From schaum's vector analysis:
I project the differential area $dS$ of the plane onto the $xy$ plane, then
$dxdy = dS (|\hat n. \hat k|)$ Where $\hat n$ is the normal vector to $dS$
then $dS = \frac{dxdy}{ |\hat n. \hat k| }$
$ \hat n = \frac{ \nabla S}{ | \nabla S | } = \frac{2}{3} \hat i + \frac {1}{3} \hat j + \frac{2}{3} \hat k$
$\nabla\times\vec F = 3 \hat i - \hat j - 2 \hat k$
$(\nabla\times\vec F) . \hat n = \frac{1}{3} $
$dS = \frac{3}{2} dxdy$
Then, $\iint_S \nabla\times\vec F \cdot\ \hat n $ $dS$ = $ \frac{1}{2} \iint_S dxdy = \frac{1}{2} \iint_0^2 dxdy$ = $ \frac{1}{2} \int_0^1 2 dx = 1$
Now this is is when the boundaries are $x=0, x=1, y=0, y=2$
But when the boundaries are $x=0 , y=0, z =0$ , as follows:
It's all the same steps except for:
$\iint_S \nabla\times\vec F \cdot\ \hat n = \frac{1}{2} \iint_S dxdy = \frac{1}{2} \iint_0^{6-2x} dxdy = \frac {1}{2} \int_0^3 6-2x dx = \frac {9}{2}$
Now what I don't understand is: In the first part, we treated $y$ as changing independently of $x$ from $y=0$ to $y=2$
In the second part, we treated $y$ as dependent on $x$ by the function $y=6-2x$ and integrated from $y=0$ to $y=6-2x$
Why is that? When do we substitute $y$ in as a function of $x$ and integrate like in the second part, and when not to? The problem is I cannot visualize 3 planes intersecting each other and visualize $S$ , so how can I understand it?
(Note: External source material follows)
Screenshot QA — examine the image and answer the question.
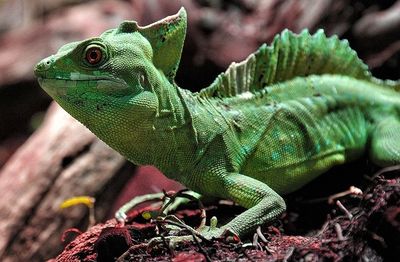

In the first problem, you are integrating the surface of the plane $\mathcal{P}: 2x+y+2z=6$ over the rectangle $0\leq x\leq 1, 0\leq y\leq 2$. To parametrize the rectangle, simply use $x,y$ as parameters and integrate as you did.
For the second problem, you are integrating the surface of $\mathcal{P}$ above the $xy-$plane. Imagine the plane $\mathcal{P}$ as a sheet of paper slicing into the $xy-$plane. The sheet creates a shadow over the $xy-$plane, which will be in the shape of a triangle. To see this, let $z=0$ to see what the plane looks like in the $xy-$plane. We'll get $$2x+y=6$$ Now, this is the line $y=6-2x$ which, when bounded by the lines $x=0$ and $y=0$, gives us a triangle. The triangle is a simple region and can be parametrized, for example, by $$0\leq x\leq 3$$ $$0\leq y\leq 6-2x$$ which explains the solution to the second problem.
To address your point about $y$ being "independent" from $x$ in the first integral and not the second, it's because the first region is a rectangle, which can be parametrized by all constant bounds (this is the easiest case). However, for more general regions (like the triangle in problem $2$), you cannot express them as $$a\leq x\leq b$$ $$c\leq y \leq d$$ but for example $$a\leq x\leq b$$ $$f(x)\leq y\leq g(x)$$ where $y$ is bounded by two continuous functions of $x$. In this problem, those two functions are $f(x)=0$ and $g(x)=6-2x$.